In the heart of the Corsican mountains, Corte is spectacularly set amongst brooding granite mountains with its Citadel rising high up from a rocky outcrop, the rooftops of the old town cascading down to a warren of narrow, cobbled streets, surrounded by the craved out gorges of former bandit country. Unlike the Genoese fortress towns along the coast, Corte was governed by Pascal Paoli after he stormed the Citadel in 1755. This was Paoli's capital - often called the "spiritual" capital, and the town epitomises inland Corsica.
This area of Corsica is furthest away from the beaches however being in the centre of the island, the beaches of the east coast are just under an hour’s drive away. If you fancy a nearer ‘dip’ then the amazing gorges are right on your doorstep providing a bathing opportunity in the cool fresh mountain waters of the interior.
Cavall’In Festa - Corte - June
Horse shows and parades, activities for children, rides, horse-drawn carriages and dressage are all part of the programme.
Foire Du Pratu: A Bocca Di U Pratu - Quercitello - August
Between the last weekend in July and the first weekend in August you will be able to meet breeders, their flocks and their herds. You will be able to sample various Corsican recipes, specialities and obtain a variety of local gastronomic produce. As well as this there will be local arts, crafts and products.
Festimonti - Bocognano - September
The Corsican mountains festival provides an eclectic programme of treks on foot, bicycle or on horseback; various initiations to climbing, canyoning, acrobranche or hang-gliding. Projection of films related to the mountains and debates will also be proposed.
THINGS TO SEE & DO
The town centre of Corte is one long street through the centre of a valley lined with small shops and stores. As well as strolling in an out of the various shops you can people watch from one of the many pavement cafes and eateries in the main street against the back drop of the surrounding interior scenery.

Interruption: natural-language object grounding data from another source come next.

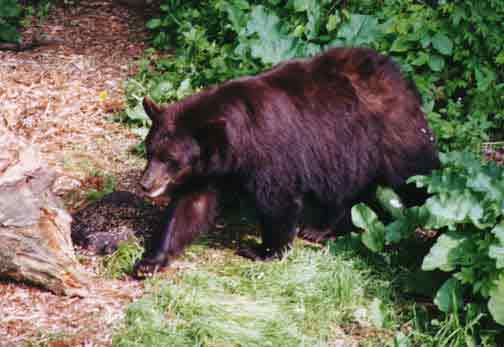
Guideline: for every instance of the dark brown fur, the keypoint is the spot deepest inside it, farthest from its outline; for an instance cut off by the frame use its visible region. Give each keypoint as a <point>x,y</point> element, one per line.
<point>322,132</point>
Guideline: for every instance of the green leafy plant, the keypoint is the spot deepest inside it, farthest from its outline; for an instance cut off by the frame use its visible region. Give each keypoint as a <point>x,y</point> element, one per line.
<point>466,209</point>
<point>122,261</point>
<point>453,51</point>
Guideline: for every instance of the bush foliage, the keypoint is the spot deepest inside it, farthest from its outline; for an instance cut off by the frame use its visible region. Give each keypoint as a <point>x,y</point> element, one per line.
<point>453,50</point>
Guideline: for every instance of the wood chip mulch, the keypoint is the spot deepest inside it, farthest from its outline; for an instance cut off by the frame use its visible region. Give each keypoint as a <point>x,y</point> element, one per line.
<point>61,96</point>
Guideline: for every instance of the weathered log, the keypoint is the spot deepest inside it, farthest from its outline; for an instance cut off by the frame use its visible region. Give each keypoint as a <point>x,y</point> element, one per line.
<point>35,243</point>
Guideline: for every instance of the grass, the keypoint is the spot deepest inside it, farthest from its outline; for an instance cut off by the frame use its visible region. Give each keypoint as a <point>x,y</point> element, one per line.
<point>224,300</point>
<point>333,296</point>
<point>121,262</point>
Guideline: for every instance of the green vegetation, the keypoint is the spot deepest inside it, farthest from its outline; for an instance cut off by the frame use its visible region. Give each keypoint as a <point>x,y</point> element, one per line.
<point>454,52</point>
<point>233,302</point>
<point>121,262</point>
<point>466,208</point>
<point>106,184</point>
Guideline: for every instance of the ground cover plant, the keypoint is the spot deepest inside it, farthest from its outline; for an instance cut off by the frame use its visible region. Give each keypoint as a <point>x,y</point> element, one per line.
<point>228,301</point>
<point>454,52</point>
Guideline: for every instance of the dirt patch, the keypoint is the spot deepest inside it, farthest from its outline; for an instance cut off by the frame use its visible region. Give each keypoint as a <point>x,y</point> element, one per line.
<point>62,97</point>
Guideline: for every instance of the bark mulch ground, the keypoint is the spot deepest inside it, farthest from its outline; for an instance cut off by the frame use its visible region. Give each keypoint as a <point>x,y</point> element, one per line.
<point>62,96</point>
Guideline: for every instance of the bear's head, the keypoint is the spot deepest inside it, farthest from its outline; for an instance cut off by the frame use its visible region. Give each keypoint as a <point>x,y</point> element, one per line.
<point>172,153</point>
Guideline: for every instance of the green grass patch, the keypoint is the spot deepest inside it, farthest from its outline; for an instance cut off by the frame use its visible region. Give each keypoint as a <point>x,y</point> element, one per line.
<point>298,301</point>
<point>121,262</point>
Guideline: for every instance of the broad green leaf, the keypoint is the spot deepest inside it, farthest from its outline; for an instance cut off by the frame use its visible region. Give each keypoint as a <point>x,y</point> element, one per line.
<point>421,59</point>
<point>482,182</point>
<point>314,18</point>
<point>496,302</point>
<point>153,23</point>
<point>8,33</point>
<point>400,45</point>
<point>455,207</point>
<point>374,235</point>
<point>484,78</point>
<point>272,46</point>
<point>406,224</point>
<point>449,296</point>
<point>442,43</point>
<point>445,254</point>
<point>426,41</point>
<point>332,22</point>
<point>497,251</point>
<point>402,340</point>
<point>359,30</point>
<point>236,14</point>
<point>161,89</point>
<point>436,62</point>
<point>377,313</point>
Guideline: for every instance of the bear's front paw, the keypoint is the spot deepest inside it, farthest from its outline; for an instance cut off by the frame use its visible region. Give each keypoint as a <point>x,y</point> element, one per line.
<point>148,266</point>
<point>259,253</point>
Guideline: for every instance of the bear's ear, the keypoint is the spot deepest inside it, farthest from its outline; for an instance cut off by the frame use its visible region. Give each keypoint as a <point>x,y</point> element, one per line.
<point>152,109</point>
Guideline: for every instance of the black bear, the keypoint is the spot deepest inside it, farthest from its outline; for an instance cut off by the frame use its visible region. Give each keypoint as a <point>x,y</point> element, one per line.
<point>320,132</point>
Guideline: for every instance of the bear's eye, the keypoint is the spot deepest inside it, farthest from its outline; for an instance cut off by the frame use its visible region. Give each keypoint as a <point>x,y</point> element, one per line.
<point>170,159</point>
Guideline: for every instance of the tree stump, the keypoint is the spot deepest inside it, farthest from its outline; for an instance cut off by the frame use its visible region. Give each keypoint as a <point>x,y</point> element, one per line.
<point>35,243</point>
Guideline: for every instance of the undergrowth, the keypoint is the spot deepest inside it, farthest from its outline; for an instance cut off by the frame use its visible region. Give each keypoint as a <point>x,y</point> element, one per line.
<point>298,301</point>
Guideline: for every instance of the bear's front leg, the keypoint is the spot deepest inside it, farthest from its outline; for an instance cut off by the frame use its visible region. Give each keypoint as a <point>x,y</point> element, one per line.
<point>278,230</point>
<point>188,217</point>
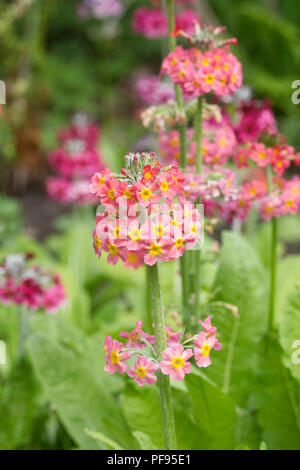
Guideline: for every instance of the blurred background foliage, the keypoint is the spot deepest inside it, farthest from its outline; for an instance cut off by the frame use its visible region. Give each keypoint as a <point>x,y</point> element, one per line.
<point>54,64</point>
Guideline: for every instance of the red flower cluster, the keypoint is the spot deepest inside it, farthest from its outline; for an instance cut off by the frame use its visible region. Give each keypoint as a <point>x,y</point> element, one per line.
<point>175,363</point>
<point>197,73</point>
<point>143,216</point>
<point>218,143</point>
<point>75,161</point>
<point>153,22</point>
<point>24,284</point>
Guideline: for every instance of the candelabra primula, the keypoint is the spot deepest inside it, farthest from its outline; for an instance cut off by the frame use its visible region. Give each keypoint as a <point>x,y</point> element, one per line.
<point>218,143</point>
<point>23,283</point>
<point>138,356</point>
<point>75,161</point>
<point>143,216</point>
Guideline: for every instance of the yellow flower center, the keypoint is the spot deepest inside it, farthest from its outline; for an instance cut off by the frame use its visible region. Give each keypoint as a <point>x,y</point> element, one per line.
<point>146,193</point>
<point>155,249</point>
<point>134,337</point>
<point>158,230</point>
<point>114,357</point>
<point>98,243</point>
<point>164,186</point>
<point>113,249</point>
<point>101,181</point>
<point>205,349</point>
<point>135,234</point>
<point>177,362</point>
<point>132,257</point>
<point>141,372</point>
<point>127,194</point>
<point>179,242</point>
<point>111,194</point>
<point>209,78</point>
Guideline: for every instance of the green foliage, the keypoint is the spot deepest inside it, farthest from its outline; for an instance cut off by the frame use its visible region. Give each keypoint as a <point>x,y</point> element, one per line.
<point>80,394</point>
<point>277,400</point>
<point>241,282</point>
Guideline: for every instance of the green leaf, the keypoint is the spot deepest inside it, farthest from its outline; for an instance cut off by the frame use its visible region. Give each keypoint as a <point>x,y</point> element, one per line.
<point>289,332</point>
<point>80,398</point>
<point>240,281</point>
<point>277,400</point>
<point>213,411</point>
<point>109,443</point>
<point>144,440</point>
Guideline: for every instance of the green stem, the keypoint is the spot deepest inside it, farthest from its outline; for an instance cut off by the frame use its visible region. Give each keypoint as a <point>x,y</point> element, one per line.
<point>273,263</point>
<point>273,258</point>
<point>148,318</point>
<point>161,345</point>
<point>183,160</point>
<point>198,135</point>
<point>24,315</point>
<point>199,158</point>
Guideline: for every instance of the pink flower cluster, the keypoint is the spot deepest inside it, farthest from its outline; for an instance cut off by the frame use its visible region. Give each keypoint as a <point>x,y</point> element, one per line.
<point>218,144</point>
<point>280,156</point>
<point>24,284</point>
<point>75,161</point>
<point>252,120</point>
<point>153,22</point>
<point>100,9</point>
<point>141,346</point>
<point>197,73</point>
<point>151,90</point>
<point>139,220</point>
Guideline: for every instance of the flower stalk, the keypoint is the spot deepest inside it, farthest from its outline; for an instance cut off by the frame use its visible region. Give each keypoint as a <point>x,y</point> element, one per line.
<point>199,161</point>
<point>183,150</point>
<point>161,345</point>
<point>273,257</point>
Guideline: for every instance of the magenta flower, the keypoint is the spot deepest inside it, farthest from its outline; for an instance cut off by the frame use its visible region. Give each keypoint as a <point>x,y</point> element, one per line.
<point>115,358</point>
<point>143,371</point>
<point>176,363</point>
<point>172,338</point>
<point>204,344</point>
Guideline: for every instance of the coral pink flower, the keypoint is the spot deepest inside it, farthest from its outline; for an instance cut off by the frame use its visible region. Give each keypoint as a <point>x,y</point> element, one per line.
<point>204,343</point>
<point>176,363</point>
<point>172,338</point>
<point>143,371</point>
<point>108,344</point>
<point>134,337</point>
<point>115,358</point>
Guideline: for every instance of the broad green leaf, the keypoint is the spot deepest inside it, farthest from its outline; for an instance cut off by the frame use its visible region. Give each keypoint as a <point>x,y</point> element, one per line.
<point>241,281</point>
<point>289,331</point>
<point>77,394</point>
<point>277,400</point>
<point>109,443</point>
<point>141,409</point>
<point>213,411</point>
<point>144,440</point>
<point>288,275</point>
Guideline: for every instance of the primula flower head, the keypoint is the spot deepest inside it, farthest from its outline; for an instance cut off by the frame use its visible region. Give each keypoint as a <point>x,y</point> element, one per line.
<point>175,362</point>
<point>139,210</point>
<point>115,357</point>
<point>143,371</point>
<point>22,283</point>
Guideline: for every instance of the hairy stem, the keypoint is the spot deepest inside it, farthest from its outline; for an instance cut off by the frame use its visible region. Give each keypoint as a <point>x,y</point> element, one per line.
<point>184,267</point>
<point>161,345</point>
<point>273,265</point>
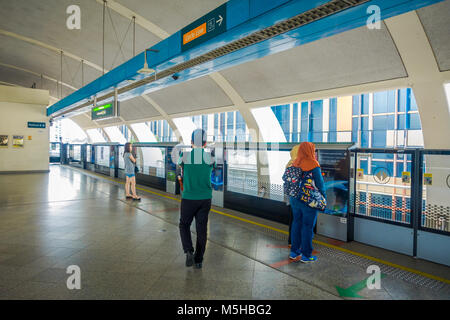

Escorted treks of differing lengths into the mountains including a picnic lunch near Corté can be booked. Riding schools often advertise beside the roads using the word "ranch" or a picture of a horse. There are riding centres (centre équestres) in Venaco. Standards are generally very high and horses are in prime condition. When booking a trek don't forget to mention whether or not you are experienced. During the heat of the summer, rides are usually limited to early morning and early evening.
The Restonica Valley
This is probably one of the most beautiful and dramatic areas in Corsica, with its glacial gorges carved into the granite cliffs, which are covered in verdant pine forests. The valley takes its name from the Restonica River, which flows through the cliffs and gorges to the many pools and lakes, dotted around and about, making this a popular place to walk and picnic. The two most well known lakes Lac de Melo and the spectacular Lac de Capitello are accessible by foot via a rather strenuous and in some places steep path.
The Spelunca Gorge
Spanning 2km between the villages of Ota and Evisa this gorge is a formidable sight with its bare granite walls. 1000m high in places it plunges into the green torrent of the confluence of rivers Porto, Tavulella, Onca, Campi and Aitone. The most dramatic views are seen from the road but the valleys and riverbanks are best explored on foot. Evisa is set in lush chestnut forests on the eastern side of the gorge and due to its attraction for walkers has several lunch stops, ranging from modest pizzerias to gastronomic offerings.
This covers roughly 100km² extending from the River Golo in the north as far as the River Tavignano in the south and the central mountains to the west. It is famous for the herds of pigs that roam its lush countryside and takes its name from the dense forests of chestnut trees (castagna). Many of the beautiful grey-green and silver schist-roofed hamlets that are sprinkled on ridges in the area lie virtually abandoned or derelict these days but the region is an explorer's paradise, especially in autumn when the valleys are carpeted in gold and russet. Many of the inland villages boast views over the Tuscan islands to the Alpes on the mainland on clear days and it is well worth taking the car and meandering around the isolated hamlets. The villages are linked by dozens of footpaths (the old mule tracks), mostly well marked and signposted with wooden signposts, and keen walkers should not miss the hike up Mont San Pedrone, the highest peak of the Castagniccia.